The 22nd session of the UN-HABITAT Governing Council was held March 30 to April 3 at its headquarters in Nairobi, Kenya.
Composed of 58 member states, the Governing Council is a high-level forum of governments at the ministerial level that meets every two years to examine UN-HABITAT’s work and relationships with partners.
The Council also establishes policy guidelines and UN-HABITAT’s budget for the next two-year period.
Delegates from over 101 countries attended the event, whose theme this year was “Promoting affordable housing finance systems in an urbanizing world in the face of the global financial crisis and climate change.”

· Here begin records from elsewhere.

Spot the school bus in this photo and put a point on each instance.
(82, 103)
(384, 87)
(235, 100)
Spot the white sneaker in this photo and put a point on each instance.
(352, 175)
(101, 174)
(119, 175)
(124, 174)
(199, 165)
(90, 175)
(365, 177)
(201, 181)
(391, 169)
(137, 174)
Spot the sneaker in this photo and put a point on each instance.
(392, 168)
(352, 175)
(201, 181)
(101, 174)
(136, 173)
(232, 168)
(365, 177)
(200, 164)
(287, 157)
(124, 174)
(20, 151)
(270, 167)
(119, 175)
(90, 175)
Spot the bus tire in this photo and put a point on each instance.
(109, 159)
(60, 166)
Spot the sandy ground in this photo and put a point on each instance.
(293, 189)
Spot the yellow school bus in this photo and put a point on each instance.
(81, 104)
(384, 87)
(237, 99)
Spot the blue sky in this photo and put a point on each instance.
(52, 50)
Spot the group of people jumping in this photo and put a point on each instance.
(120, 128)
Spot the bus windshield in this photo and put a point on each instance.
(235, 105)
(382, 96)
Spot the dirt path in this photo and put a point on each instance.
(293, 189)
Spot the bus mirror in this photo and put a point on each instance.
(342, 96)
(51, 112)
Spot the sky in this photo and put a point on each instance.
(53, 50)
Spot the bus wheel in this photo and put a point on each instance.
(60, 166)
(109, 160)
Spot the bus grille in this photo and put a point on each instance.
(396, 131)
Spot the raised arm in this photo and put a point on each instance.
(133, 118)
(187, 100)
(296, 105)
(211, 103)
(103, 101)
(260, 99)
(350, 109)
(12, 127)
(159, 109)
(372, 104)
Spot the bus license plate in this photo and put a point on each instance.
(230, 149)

The Cities Alliance Secretariat was represented at the Governing Council by Programme Manager William Cobbett, Sr. Urban Specialist Julian Baskin, Urban Specialist Jean-Christophe Adrian and Regional Adviser Tewodros Tigabu Alemu.
While in Nairobi, the Cities Alliance delegation held the first City Development Strategy Sub Group meeting, a platform for Cities Alliance members that aims to strengthen collective knowledge and experience on CDS.
Housing for the poor can be bankable
A variety of other discussions and events were also held over the course of the week, including dialogue sessions on affordable housing and climate change.
At one March 30 event, participants concluded that it is still possible to provide financing for houses for the poor. Ms. Ayanthi Gurusinghe from Sri Lanka provided evidence that poor people could be helped to access loans for housing, and noted that the default rate among the poor was very low – making them bankable.
There is a definite need for such financing. Kecia Rust, a Housing Finance Coordinator from South Africa, cited recent research conducted by FinMark Trust in eight African countries. The research found that at best 17 percent of the population in South Africa and less than 10 percent in Zambia, Botswana, Rwanda, Mozambique, Namibia and Kenya are eligible for mortgage finance.
Swedish State Secretary for Local Government Dan Ericsson highlighted the importance of making investment in housing in developing countries attractive to global investors.
A separate meeting held by participants from Latin American and Caribbean countries focused on urban security. They highlighted the role of local governments in providing security for city residents and discussed strengthening the UN-HABITAT’s Safer Cities Programme in Latin America and the Caribbean.